All CLI students are strongly encouraged to have international health insurance coverage during their stay in Taiwan, so you will need to do your own research in order to find a provider that best fits your needs.
The majority of Western medicines, as well as many Eastern remedies, are conveniently available in many pharmacies and hospitals throughout Taiwan. CLI team members are happy to help students purchase any specific medicines they made need, provided these medicines are available for purchase in Taiwan. In addition, CLI team members are available 24/7 to assist students in emergency situations.

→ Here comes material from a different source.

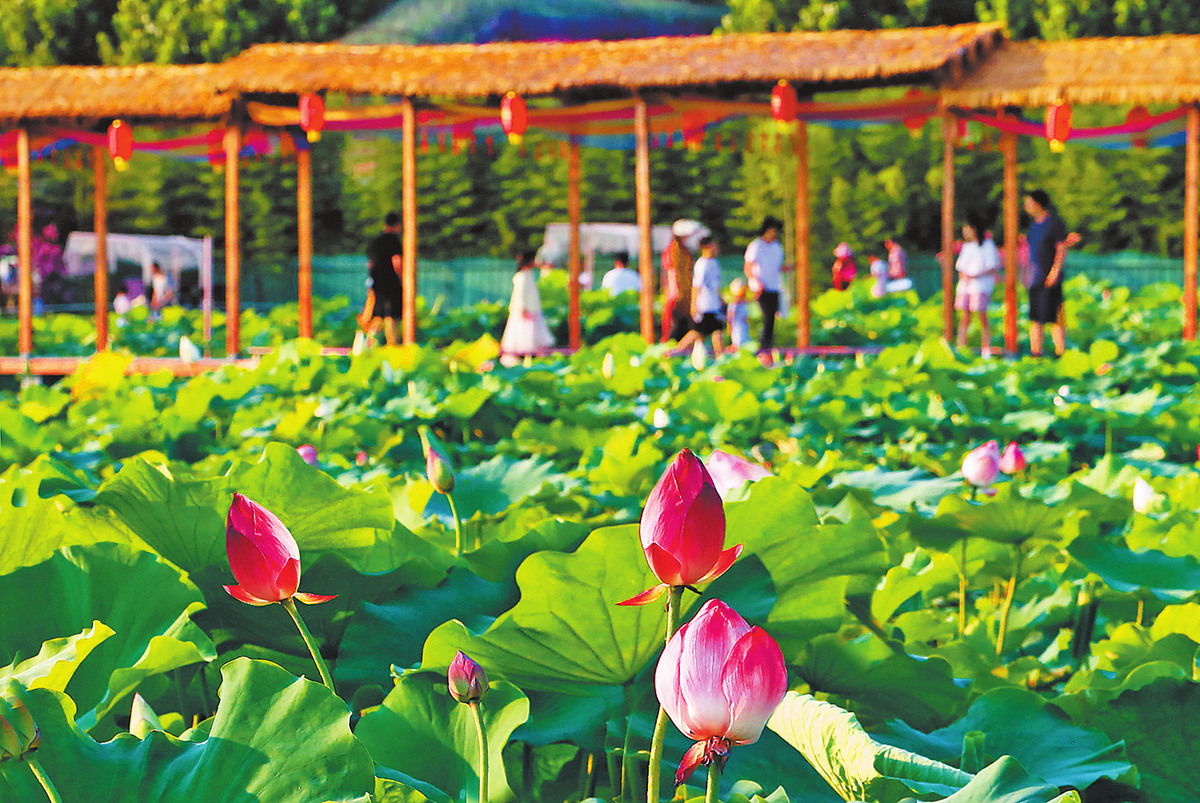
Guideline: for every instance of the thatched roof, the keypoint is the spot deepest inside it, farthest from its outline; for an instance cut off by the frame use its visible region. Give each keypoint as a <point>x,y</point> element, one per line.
<point>838,58</point>
<point>1111,71</point>
<point>138,93</point>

We strongly discourage students from drinking tap water in Tainan. Although the tap water in Taipei is considered safe for consumption, the tap water in southern cities (such as Kaohsiung and Tainan) are generally not. Locals do not drink tap water unless it has been boiled first, so tap water is generally only used for cooking. Bottled water is safe and easily accessible.
Absolutely! Taiwan is one of the most vegetarian and vegan-friendly countries in Asia and it is estimated that about 10% of the population follow a vegetarian / vegan diet. You will be able to find veggie friendly dishes in every night market and restaurant. The country's food labelling laws for vegetarian food are also quite strict, so food packages are usually also labelled with 全素 (vegan) or 蛋奶素 (ovo-lacto vegetarian) which makes grocery shopping a lot easier!
Taiwan in general is notorious for night markets which sell a huge variety of delicacies. Taiwan's street food is safe to eat, though as with anything, we encourage students to use their own judgement and look at the sanitary practices of specific vendors.
The main international airports in Taiwan are in Taipei – Taipei Songshan (TSA) and Taipei Taoyuan (TPE) airport so we recommend looking at flights from your home country to one of these two airports. Most very distant international journeys will likely include a layover in another country. There is also an airport in Tainan (TNN) but most people simply get the train from Taipei as it is both convenient and cheaper.
Yes. These services are provided free of charge to each CLI student. As soon as you have purchased your flight tickets, please complete CLI’s International Flight Form so that we can arrange a CLI representative to greet you at the airport.
Tainan's public bus system is very convenient and taxis are very inexpensive relative to the US dollar. You can easily walk by foot or even hire a bicycle for a leisurely ride.
CLI provides guidance, assistance, and advice for additional travel, but it is up to the student to make final travel and lodging arrangements. Taipei is a great hub to access the greater region, with non-stop flights to many major cities such as Hong Kong, Ho Chi Minh, Kuala Lumpur, Seoul and Tokyo.
One of the luxuries of being a student at CLI is that you can live comfortably on 800-1000 USD per month (depending on your lifestyle).
Individual spending habits can vary greatly, but CLI students typically spend an average of about 200–300 USD per week in Tainan. For semester students, CLI recommends having ATM access to at least 1,200 USD at any given time throughout the semester.
ATMs are conveniently placed throughout the city of Tainan, especially in 7-11 and Family Mart. As in the US and Europe, many ATMs charge a fee for each transaction.
As of this writing in December 2022, the exchange rate is 1 USD to 30.98 NTD. The majority of Taiwanese banks provide currency exchange free of charge. Students must present their passport to the bank teller for this service.
Payments associated with visa processing are the responsibility of the student.
Short-term students are advised to obtain a tourist visa upon landing, which is applicable to the majority of citizens from Western countries. We recommend checking your local government website to view the entry requirements for Taiwan based on your nationality.